Ashwagandha (Withania somnifera), also known as Indian ginseng or winter cherry, is one of the most important herbs in Ayurveda, the traditional system of medicine in India, where it has been used for over 3,000 years. Classified as a Rasayana (rejuvenative tonic) in classical texts including the Charaka Samhita and Sushruta Samhita, ashwagandha is categorized as an adaptogen — a substance that enhances the body's resilience to physical, chemical, and biological stressors. The species name somnifera derives from Latin meaning "sleep-inducing," reflecting its traditional use for promoting restful sleep. The Sanskrit name ashwagandha translates to "smell of the horse," referring to both the root's odor and its reputed ability to confer the strength and vitality of a horse.

The principal bioactive compounds are withanolides — steroidal lactones and their glycosides — with over 80 identified to date.

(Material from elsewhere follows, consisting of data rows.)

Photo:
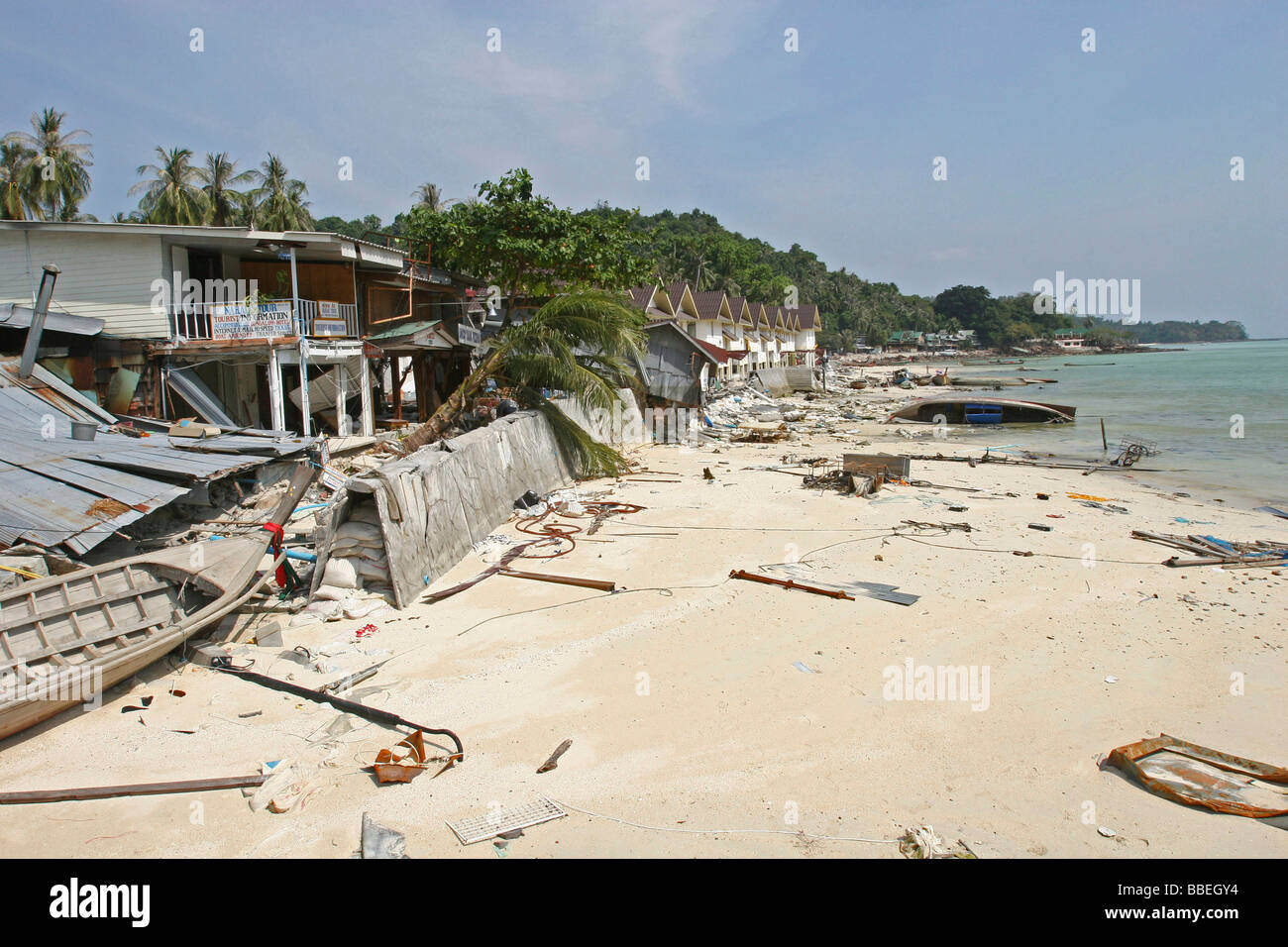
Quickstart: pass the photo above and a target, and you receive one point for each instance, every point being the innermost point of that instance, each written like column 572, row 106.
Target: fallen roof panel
column 56, row 489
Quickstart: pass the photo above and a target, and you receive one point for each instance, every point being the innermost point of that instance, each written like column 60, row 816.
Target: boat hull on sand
column 65, row 638
column 1001, row 410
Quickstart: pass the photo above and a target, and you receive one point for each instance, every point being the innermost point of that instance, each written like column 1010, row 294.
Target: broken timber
column 789, row 583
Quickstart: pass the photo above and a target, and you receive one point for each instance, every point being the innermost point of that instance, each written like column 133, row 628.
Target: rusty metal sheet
column 1194, row 775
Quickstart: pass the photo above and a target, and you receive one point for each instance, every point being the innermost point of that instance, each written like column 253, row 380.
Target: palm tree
column 218, row 178
column 13, row 162
column 430, row 197
column 248, row 211
column 581, row 343
column 55, row 172
column 281, row 205
column 172, row 195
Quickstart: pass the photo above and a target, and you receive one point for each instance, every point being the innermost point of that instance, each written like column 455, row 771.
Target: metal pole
column 38, row 320
column 304, row 386
column 295, row 298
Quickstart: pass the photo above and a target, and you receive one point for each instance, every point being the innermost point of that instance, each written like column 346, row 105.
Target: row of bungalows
column 303, row 331
column 738, row 335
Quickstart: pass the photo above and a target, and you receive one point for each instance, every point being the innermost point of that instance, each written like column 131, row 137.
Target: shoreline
column 724, row 731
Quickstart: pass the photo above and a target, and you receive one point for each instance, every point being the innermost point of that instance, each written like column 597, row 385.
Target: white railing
column 273, row 318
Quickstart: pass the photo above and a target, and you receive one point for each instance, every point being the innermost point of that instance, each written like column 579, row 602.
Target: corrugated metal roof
column 56, row 491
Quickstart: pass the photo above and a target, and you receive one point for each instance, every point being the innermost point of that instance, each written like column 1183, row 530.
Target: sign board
column 329, row 321
column 245, row 321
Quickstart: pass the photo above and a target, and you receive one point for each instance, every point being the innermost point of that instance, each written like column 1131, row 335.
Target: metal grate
column 505, row 818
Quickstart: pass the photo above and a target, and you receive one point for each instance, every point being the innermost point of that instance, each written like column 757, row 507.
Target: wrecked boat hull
column 967, row 410
column 67, row 638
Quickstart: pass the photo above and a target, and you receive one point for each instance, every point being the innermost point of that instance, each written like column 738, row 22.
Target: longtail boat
column 983, row 411
column 65, row 638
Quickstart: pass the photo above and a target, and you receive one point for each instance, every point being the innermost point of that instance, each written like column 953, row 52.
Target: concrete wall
column 442, row 499
column 622, row 427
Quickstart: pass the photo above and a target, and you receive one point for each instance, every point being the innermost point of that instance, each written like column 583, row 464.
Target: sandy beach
column 719, row 718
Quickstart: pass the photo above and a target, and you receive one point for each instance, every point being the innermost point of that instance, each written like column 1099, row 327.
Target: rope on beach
column 1013, row 552
column 725, row 831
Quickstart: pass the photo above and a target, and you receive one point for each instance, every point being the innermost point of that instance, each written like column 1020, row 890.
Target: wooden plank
column 140, row 789
column 115, row 633
column 89, row 603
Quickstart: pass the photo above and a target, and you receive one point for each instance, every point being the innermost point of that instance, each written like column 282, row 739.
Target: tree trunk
column 442, row 419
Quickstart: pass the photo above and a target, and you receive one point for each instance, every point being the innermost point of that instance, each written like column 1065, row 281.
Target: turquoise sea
column 1189, row 402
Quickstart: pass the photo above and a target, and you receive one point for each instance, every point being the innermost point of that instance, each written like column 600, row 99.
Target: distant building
column 739, row 334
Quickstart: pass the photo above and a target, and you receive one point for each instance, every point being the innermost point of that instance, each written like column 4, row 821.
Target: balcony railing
column 269, row 320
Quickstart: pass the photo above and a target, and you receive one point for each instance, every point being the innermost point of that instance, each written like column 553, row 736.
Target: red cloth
column 275, row 547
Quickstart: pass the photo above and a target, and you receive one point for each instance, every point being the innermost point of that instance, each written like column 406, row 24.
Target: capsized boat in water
column 65, row 638
column 983, row 411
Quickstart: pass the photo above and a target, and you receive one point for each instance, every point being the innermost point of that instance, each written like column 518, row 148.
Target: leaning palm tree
column 172, row 195
column 281, row 205
column 55, row 172
column 13, row 165
column 219, row 176
column 585, row 344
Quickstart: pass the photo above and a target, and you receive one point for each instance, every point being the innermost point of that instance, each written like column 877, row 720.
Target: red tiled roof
column 716, row 352
column 708, row 303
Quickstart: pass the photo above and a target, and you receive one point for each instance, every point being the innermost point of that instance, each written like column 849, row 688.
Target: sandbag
column 340, row 573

Withaferin A and withanolide D are considered the primary therapeutic agents. Commercial extracts such as KSM-66, Sensoril, and Shoden are standardized to specific withanolide concentrations (typically 5–35%). Ashwagandha's stress-reducing effects are mediated through modulation of the hypothalamic-pituitary-adrenal (HPA) axis, resulting in reduced cortisol levels and downregulation of stress-activated signaling molecules including heat shock protein 70 and JNK-1. Withanolides also interact with neurotransmitter receptors including GABA and serotonin, promoting calming effects and supporting mood balance.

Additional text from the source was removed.